Lo mismo que Kikillantaq

Lo mismo que Kikillantaq

La últimas elecciones fueron anuladas por que uno de los partidos en carrera política hizo fraude. Aprovechando que era gobierno y que tenía el control del tribunal electoral, cambió los datos a su favor y se burló del voto del pueblo. Como siempre ocurre, la mentira hirió al pueblo, un pueblo que no dudó en protestar y en rechazar el engaño. 

Del macro al micro. Cuando una persona está dolida, cuando fue engañada, cuando se siente burlada, reacciona de mucha maneras, pero siempre pierde la confianza en quien la engañó. Es imposible confiar de nuevo y plenamente en una persona que nos ha fallado, podemos intentar volver a creerle,  y esa persona puede cambiar, pero retomar la relación previa al engaño, es una tarea titánica.

Mas terrible aún, es que la persona que reaccionó herida por el engaño, el fraude y la mentira, termine actuando como su “agresor”. 

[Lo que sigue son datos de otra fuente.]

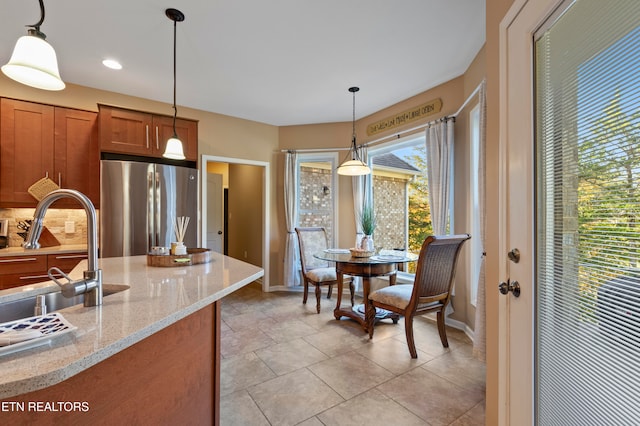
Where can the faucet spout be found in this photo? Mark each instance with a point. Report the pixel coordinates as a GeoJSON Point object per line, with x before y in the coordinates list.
{"type": "Point", "coordinates": [91, 284]}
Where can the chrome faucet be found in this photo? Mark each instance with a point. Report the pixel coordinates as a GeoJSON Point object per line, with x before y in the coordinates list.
{"type": "Point", "coordinates": [91, 284]}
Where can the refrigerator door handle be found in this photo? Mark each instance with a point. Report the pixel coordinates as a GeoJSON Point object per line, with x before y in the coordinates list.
{"type": "Point", "coordinates": [151, 242]}
{"type": "Point", "coordinates": [158, 205]}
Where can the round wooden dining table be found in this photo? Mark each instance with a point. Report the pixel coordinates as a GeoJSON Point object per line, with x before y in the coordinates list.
{"type": "Point", "coordinates": [365, 267]}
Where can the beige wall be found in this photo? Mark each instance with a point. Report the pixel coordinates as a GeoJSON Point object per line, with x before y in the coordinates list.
{"type": "Point", "coordinates": [218, 135]}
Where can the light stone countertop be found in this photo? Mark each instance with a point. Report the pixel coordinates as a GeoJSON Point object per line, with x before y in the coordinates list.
{"type": "Point", "coordinates": [158, 297]}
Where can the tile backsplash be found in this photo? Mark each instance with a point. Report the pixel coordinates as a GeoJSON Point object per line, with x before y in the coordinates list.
{"type": "Point", "coordinates": [54, 220]}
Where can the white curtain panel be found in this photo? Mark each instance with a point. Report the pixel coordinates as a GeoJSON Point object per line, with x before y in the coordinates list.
{"type": "Point", "coordinates": [291, 252]}
{"type": "Point", "coordinates": [479, 334]}
{"type": "Point", "coordinates": [439, 142]}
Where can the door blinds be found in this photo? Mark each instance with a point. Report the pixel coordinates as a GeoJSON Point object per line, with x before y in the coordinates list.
{"type": "Point", "coordinates": [588, 215]}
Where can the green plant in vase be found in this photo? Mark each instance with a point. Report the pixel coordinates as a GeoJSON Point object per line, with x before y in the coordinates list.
{"type": "Point", "coordinates": [368, 224]}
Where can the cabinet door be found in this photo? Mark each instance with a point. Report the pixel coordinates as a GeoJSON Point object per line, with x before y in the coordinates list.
{"type": "Point", "coordinates": [187, 132]}
{"type": "Point", "coordinates": [26, 149]}
{"type": "Point", "coordinates": [65, 261]}
{"type": "Point", "coordinates": [125, 131]}
{"type": "Point", "coordinates": [77, 154]}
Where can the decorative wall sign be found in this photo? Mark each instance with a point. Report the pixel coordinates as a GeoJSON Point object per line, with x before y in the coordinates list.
{"type": "Point", "coordinates": [404, 117]}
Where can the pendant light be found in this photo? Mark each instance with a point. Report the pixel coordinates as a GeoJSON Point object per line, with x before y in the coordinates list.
{"type": "Point", "coordinates": [34, 61]}
{"type": "Point", "coordinates": [355, 166]}
{"type": "Point", "coordinates": [174, 149]}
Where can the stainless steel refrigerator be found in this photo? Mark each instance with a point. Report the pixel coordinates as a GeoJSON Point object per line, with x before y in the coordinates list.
{"type": "Point", "coordinates": [139, 204]}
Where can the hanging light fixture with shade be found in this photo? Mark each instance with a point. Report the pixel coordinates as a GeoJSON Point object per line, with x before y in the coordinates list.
{"type": "Point", "coordinates": [174, 148]}
{"type": "Point", "coordinates": [355, 166]}
{"type": "Point", "coordinates": [34, 62]}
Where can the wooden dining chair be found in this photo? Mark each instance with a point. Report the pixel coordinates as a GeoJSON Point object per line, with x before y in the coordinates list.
{"type": "Point", "coordinates": [316, 271]}
{"type": "Point", "coordinates": [430, 292]}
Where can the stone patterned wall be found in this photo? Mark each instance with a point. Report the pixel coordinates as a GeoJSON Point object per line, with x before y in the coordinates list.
{"type": "Point", "coordinates": [316, 202]}
{"type": "Point", "coordinates": [390, 195]}
{"type": "Point", "coordinates": [54, 220]}
{"type": "Point", "coordinates": [390, 203]}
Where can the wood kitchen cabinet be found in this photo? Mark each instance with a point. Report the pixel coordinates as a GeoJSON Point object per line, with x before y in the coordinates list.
{"type": "Point", "coordinates": [38, 140]}
{"type": "Point", "coordinates": [16, 271]}
{"type": "Point", "coordinates": [126, 131]}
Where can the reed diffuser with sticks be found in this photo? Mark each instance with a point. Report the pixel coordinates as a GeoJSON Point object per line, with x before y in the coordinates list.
{"type": "Point", "coordinates": [180, 229]}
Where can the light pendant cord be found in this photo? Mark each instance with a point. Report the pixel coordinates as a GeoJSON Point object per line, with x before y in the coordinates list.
{"type": "Point", "coordinates": [175, 108]}
{"type": "Point", "coordinates": [36, 26]}
{"type": "Point", "coordinates": [354, 147]}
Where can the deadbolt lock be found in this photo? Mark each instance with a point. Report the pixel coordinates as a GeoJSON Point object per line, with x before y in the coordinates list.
{"type": "Point", "coordinates": [509, 286]}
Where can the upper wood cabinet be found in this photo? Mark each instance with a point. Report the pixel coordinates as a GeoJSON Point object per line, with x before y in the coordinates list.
{"type": "Point", "coordinates": [38, 140]}
{"type": "Point", "coordinates": [132, 132]}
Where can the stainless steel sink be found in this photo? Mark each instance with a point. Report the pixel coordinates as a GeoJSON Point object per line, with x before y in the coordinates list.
{"type": "Point", "coordinates": [55, 301]}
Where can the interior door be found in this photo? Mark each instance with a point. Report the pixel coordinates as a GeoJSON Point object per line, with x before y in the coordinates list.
{"type": "Point", "coordinates": [214, 212]}
{"type": "Point", "coordinates": [516, 372]}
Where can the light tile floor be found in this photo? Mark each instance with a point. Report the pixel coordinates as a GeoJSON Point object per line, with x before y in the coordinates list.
{"type": "Point", "coordinates": [283, 364]}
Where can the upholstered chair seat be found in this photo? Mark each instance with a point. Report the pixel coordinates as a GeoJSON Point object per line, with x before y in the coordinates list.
{"type": "Point", "coordinates": [316, 271]}
{"type": "Point", "coordinates": [430, 292]}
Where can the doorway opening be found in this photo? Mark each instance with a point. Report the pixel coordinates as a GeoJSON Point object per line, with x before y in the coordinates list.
{"type": "Point", "coordinates": [235, 214]}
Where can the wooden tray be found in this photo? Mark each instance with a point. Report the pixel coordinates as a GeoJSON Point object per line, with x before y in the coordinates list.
{"type": "Point", "coordinates": [193, 257]}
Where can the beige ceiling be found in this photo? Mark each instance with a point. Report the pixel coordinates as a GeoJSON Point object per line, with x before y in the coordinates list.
{"type": "Point", "coordinates": [280, 62]}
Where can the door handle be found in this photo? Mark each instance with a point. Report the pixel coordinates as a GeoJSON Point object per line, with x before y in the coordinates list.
{"type": "Point", "coordinates": [509, 286]}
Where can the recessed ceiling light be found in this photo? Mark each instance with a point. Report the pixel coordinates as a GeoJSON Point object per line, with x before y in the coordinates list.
{"type": "Point", "coordinates": [112, 63]}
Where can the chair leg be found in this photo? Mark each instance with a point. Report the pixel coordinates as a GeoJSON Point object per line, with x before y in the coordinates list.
{"type": "Point", "coordinates": [306, 292]}
{"type": "Point", "coordinates": [370, 316]}
{"type": "Point", "coordinates": [318, 294]}
{"type": "Point", "coordinates": [442, 330]}
{"type": "Point", "coordinates": [408, 330]}
{"type": "Point", "coordinates": [352, 290]}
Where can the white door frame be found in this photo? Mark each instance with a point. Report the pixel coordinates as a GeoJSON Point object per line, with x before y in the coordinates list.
{"type": "Point", "coordinates": [204, 160]}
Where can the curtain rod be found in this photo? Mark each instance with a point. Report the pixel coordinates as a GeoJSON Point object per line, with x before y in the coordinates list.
{"type": "Point", "coordinates": [397, 135]}
{"type": "Point", "coordinates": [425, 125]}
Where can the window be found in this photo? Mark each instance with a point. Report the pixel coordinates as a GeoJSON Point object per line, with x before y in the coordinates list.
{"type": "Point", "coordinates": [316, 189]}
{"type": "Point", "coordinates": [400, 193]}
{"type": "Point", "coordinates": [588, 215]}
{"type": "Point", "coordinates": [474, 204]}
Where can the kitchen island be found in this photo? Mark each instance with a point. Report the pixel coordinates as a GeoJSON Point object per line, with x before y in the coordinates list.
{"type": "Point", "coordinates": [148, 355]}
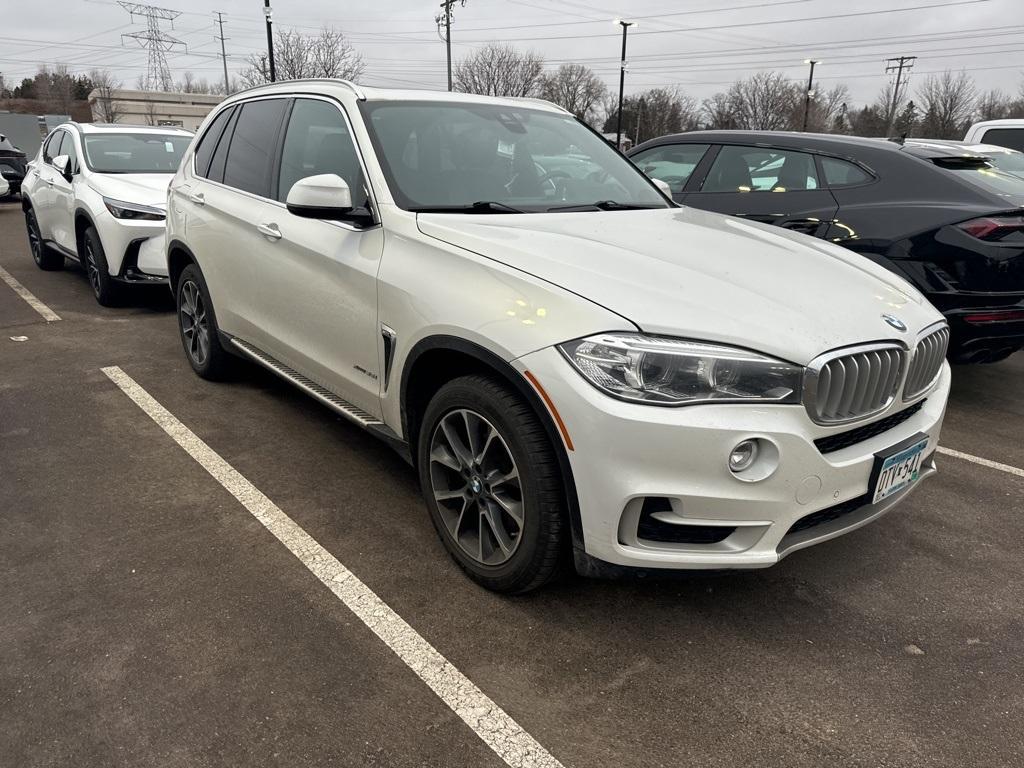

Queda tan poca esperanza que ya es normal escuchar que la gente prefiere el amor de sus mascotas que el de las personas. Total la fidelidad de los animales está garantizada, a diferencia de la verdad de los humanos. ¿Será un solo de una pesimista empedernida? 

O ¿es acaso el relato de una persona que odia a la raza humana?, tal vez solo es una persona demasiado realista, desapegada emocionalmente de consignas políticas. 

Tan bajo hemos caído en nuestro país, que los valores no solo están invertidos, sino perdidos. Los valores no tienen un valor monetario, por lo que terminan valiendo nada en la actualidad. Hacerse de dinero fácil parece un acto de pura inteligencia de algún superdotado, acumular fortunas deshonestamente suele confundirse con la “viveza criolla” y para peor de males, hay quienes defienden lo indefendible atribuyéndole valores superficiales a estos “inteligente” humanos. 

Cuantos habrán dejado todas sus esperanzas en los sucesores del fraudulento ex presidente, cuantos habrán creído qué hay “mejores” personas en la ciudad, cuantos habrán esperado la salvación de Bolivia en una transición que de por sí fue muy dolorosa. Esos cuantos que ahora vuelven a ser engañados, decepcionados y burlados, por una transición que ya muestra cuánta “viveza criolla” tiene. Hemos dejado al novio que nos pegaba, para empezar con otro que de entrada ya nos está gritando, cómo se dice ... lo mismo que kikillantaq.